Find multiple crimes in the same location but happened at a relative time to each other

I'm testing out Neo4j for a potential use case we have using the Crime Investigation sandbox. Essentially I want to find a sequence of crimes that happened in the same location.

In particular: "Burglary" crimes that happened after "Bicycle theft" in which the Bicycle theft happened after "Drugs" crimes .

I can find the first part easily enough:

MATCH p =(a:Crime{type:'Burglary'})-[:OCCURRED_AT*2]-(b:Crime{type:'Bicycle theft'})
WHERE a.date > b.date
return p LIMIT 100;

But how would I chain the second part of the question ie: "Bicycle theft" after "Drugs" crimes?

I've asked a similar question on SO

You probably want to add an arrow to your relationship.

And then just add a location:

MATCH (a:Crime{type:'Burglary'})-[:OCCURRED_AT]->(loc),
             (b:Crime{type:'Bicycle theft'})-[:OCCURRED_AT]->(loc),
             (c:Crime{type:'Drugs'})-[:OCCURRED_AT]->(loc)
WHERE a.date > b.date AND b.date > c.date
RETURN a,b,c LIMIT 100;

So, I came up with something a little more complicated:

MATCH p1 = (a:Crime {type: 'Drugs'})-[:OCCURRED_AT]->(l:Location)
     WITH p1, l, split(a.date, '/') as drugdate
MATCH p2 = (b:Crime {type: 'Bicycle theft'})-[:OCCURRED_AT]->(l)
     WITH p1, p2, l, drugdate, split(b.date, '/') as bikedate
MATCH p3 = (c:Crime {type: 'Burglary'})-[:OCCURRED_AT]->(l)
     WITH p1, p2, p3, l, drugdate, bikedate, split(c.date, '/') as burglarydate
WHERE date( {year: toInteger(bikedate[2]), month: toInteger(bikedate[1]), day: toInteger(bikedate[0])} ) > date( {year: toInteger(drugdate[2]), month: toInteger(drugdate[1]), day: toInteger(drugdate[0])} )
     AND date( {year: toInteger(burglarydate[2]), month: toInteger(burglarydate[1]), day: toInteger(burglarydate[0])} ) > date( {year: toInteger(bikedate[2]), month: toInteger(bikedate[1]), day: toInteger(bikedate[0])} )
RETURN p1, p2, p3

The reason for this is that this demo was built against an older version of Neo4j which didn't support native temporal property types - and so, the type of the Crime.date properties is STRING. The query above takes the strings and converts them to date types, so that we can do proper comparisons. Without that, I was getting unexpected results. A good endorsement for the native temporal property types, and also a good reminder that I should update the database for the sandbox :-)

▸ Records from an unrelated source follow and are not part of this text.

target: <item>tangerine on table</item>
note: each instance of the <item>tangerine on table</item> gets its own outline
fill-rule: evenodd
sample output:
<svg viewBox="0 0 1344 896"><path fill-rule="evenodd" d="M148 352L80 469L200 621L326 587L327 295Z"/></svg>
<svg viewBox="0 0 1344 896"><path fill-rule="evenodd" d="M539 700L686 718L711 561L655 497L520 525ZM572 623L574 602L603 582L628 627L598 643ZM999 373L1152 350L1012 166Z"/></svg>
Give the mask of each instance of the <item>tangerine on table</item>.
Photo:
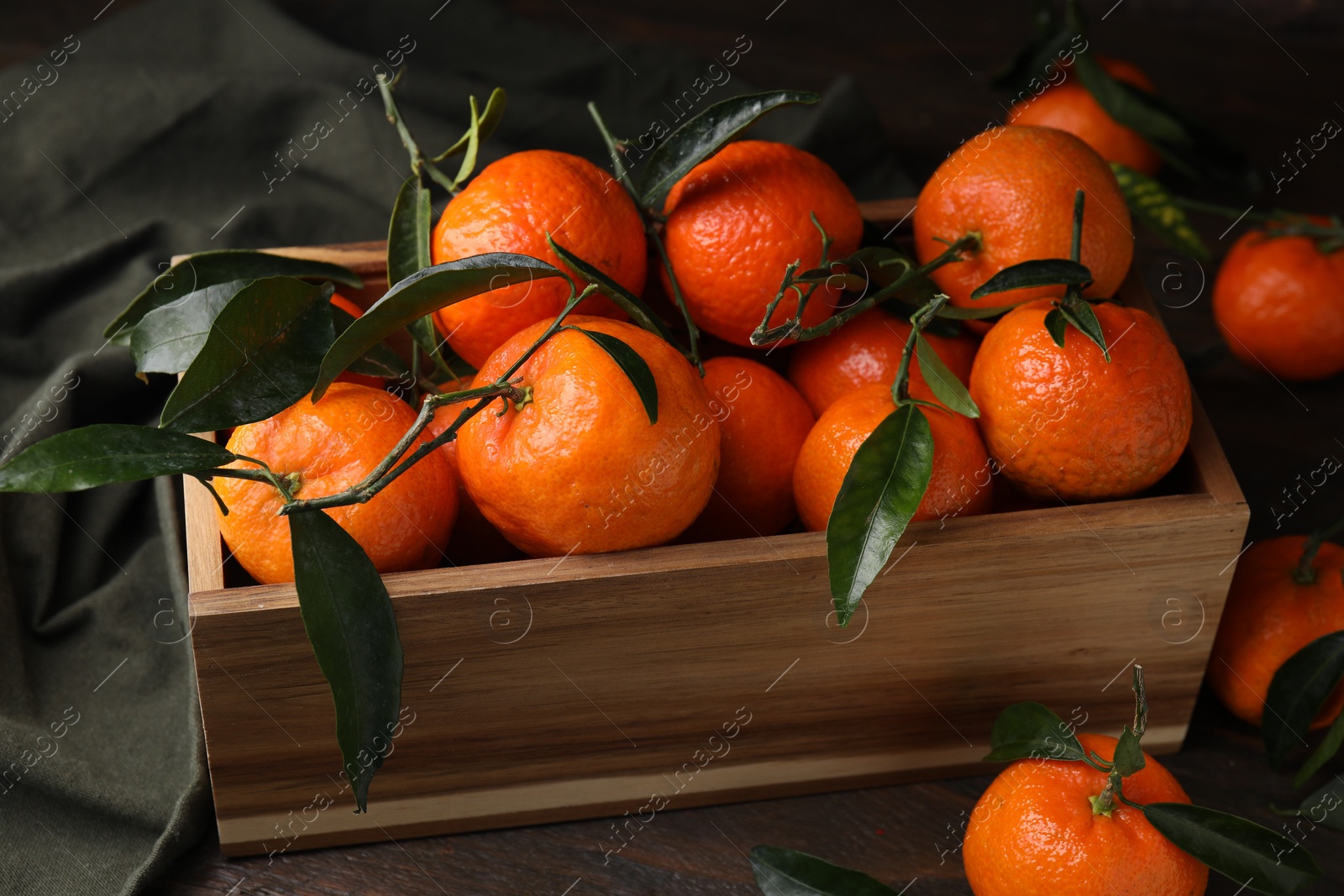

Let me know how you get on!

Thanks @joe.depeau, that query is indeed the one I was looking for. I now have a related performance issue though which I created a separate post for: How to improve the performance of a query that compares properties relative to other nodes?. Any help there would be much appreciated.